WASHINGTON, D.C. — Two people, on average, die every day in the United States in accidents caused by motor vehicle operators who run red lights. Data culled together by the American Automobile Association (AAA) indicates that other drivers, vehicle passengers, bicycle riders, and pedestrians are in danger of dying because an impatient and reckless driver “blows through” a red light. For example, 939 people in the United States died in collisions caused by a motorist running a red light in 2017. The number of people who died is a 28 percent increase since 2012 and is the most in the last decade. To put it simply, people entering an intersection need to watch out for drivers who ignore the command of red lights because the drivers are utterly reckless, not paying attention, or could be intoxicated.

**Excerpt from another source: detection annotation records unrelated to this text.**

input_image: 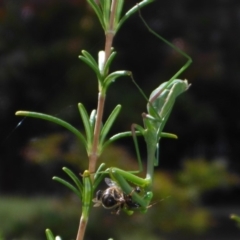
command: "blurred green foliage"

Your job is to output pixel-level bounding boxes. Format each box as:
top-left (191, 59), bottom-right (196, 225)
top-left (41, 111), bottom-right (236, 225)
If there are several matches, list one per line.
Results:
top-left (3, 133), bottom-right (239, 240)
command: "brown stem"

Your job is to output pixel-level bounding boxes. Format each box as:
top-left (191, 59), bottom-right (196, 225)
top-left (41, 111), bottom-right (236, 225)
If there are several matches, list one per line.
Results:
top-left (88, 0), bottom-right (118, 173)
top-left (76, 0), bottom-right (118, 240)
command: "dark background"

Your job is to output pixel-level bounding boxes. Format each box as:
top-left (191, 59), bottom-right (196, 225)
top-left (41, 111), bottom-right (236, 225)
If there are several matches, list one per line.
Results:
top-left (0, 0), bottom-right (240, 238)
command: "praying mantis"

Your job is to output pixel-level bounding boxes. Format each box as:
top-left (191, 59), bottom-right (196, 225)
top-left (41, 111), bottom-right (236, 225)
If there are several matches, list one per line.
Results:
top-left (93, 16), bottom-right (192, 215)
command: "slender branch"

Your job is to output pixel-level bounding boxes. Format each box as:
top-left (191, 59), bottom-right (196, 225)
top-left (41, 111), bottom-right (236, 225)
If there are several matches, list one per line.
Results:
top-left (89, 0), bottom-right (118, 175)
top-left (76, 216), bottom-right (88, 240)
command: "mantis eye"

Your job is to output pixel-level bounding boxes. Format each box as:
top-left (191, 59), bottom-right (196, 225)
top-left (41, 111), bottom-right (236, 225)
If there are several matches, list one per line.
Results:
top-left (96, 190), bottom-right (103, 200)
top-left (102, 195), bottom-right (117, 208)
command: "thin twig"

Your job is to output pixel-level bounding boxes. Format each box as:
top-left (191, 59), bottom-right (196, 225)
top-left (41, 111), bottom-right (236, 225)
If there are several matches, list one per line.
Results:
top-left (76, 0), bottom-right (118, 240)
top-left (76, 216), bottom-right (88, 240)
top-left (89, 0), bottom-right (118, 173)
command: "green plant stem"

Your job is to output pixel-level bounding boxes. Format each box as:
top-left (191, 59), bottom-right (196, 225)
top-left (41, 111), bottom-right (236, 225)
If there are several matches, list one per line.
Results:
top-left (88, 0), bottom-right (118, 175)
top-left (76, 0), bottom-right (118, 240)
top-left (76, 214), bottom-right (88, 240)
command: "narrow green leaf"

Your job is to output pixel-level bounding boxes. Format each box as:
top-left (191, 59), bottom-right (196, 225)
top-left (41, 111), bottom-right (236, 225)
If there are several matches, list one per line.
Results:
top-left (114, 0), bottom-right (124, 29)
top-left (82, 170), bottom-right (93, 219)
top-left (102, 0), bottom-right (111, 31)
top-left (102, 131), bottom-right (141, 149)
top-left (78, 103), bottom-right (93, 149)
top-left (53, 177), bottom-right (82, 200)
top-left (87, 0), bottom-right (106, 31)
top-left (102, 52), bottom-right (117, 78)
top-left (45, 229), bottom-right (55, 240)
top-left (99, 105), bottom-right (121, 146)
top-left (82, 50), bottom-right (98, 69)
top-left (63, 167), bottom-right (83, 193)
top-left (89, 109), bottom-right (97, 132)
top-left (78, 55), bottom-right (102, 81)
top-left (15, 111), bottom-right (87, 149)
top-left (116, 0), bottom-right (154, 32)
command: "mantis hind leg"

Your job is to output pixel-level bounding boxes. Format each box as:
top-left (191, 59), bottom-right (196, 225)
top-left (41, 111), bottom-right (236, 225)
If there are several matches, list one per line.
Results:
top-left (110, 168), bottom-right (153, 213)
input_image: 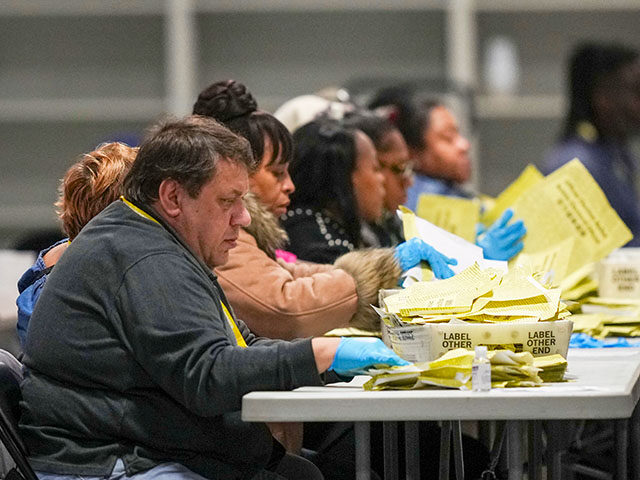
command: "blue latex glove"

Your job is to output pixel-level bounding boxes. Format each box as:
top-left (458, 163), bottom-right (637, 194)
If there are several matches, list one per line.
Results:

The statistics generated by AAA relating to accidents at red lights is astounding. Not only are the number of red-light accident deaths 28 percent greater than in 2012, but 46 percent of the people who died in those crashes also were passengers in the vehicle the committed the red-light infraction or were innocently riding in another vehicle. About five percent of the people killed were walking or riding a bicycle when hit by a vehicle that failed to come to a full stop for a red light. Meanwhile, 35 percent of the people who died in red light crashes were the people who were driving the car that failed to stop.
AAA determined that the overwhelming majority of motorists in the country understand how dangerous failing to stop at a red light might be. AAA’s research shows that 85 percent of the people surveyed by AAA agrees that running a red light is dangerous. But, 33 percent of the same group questioned by AAA admitted to running a red light at least once in the previous thirty days when they could have otherwise safely stopped.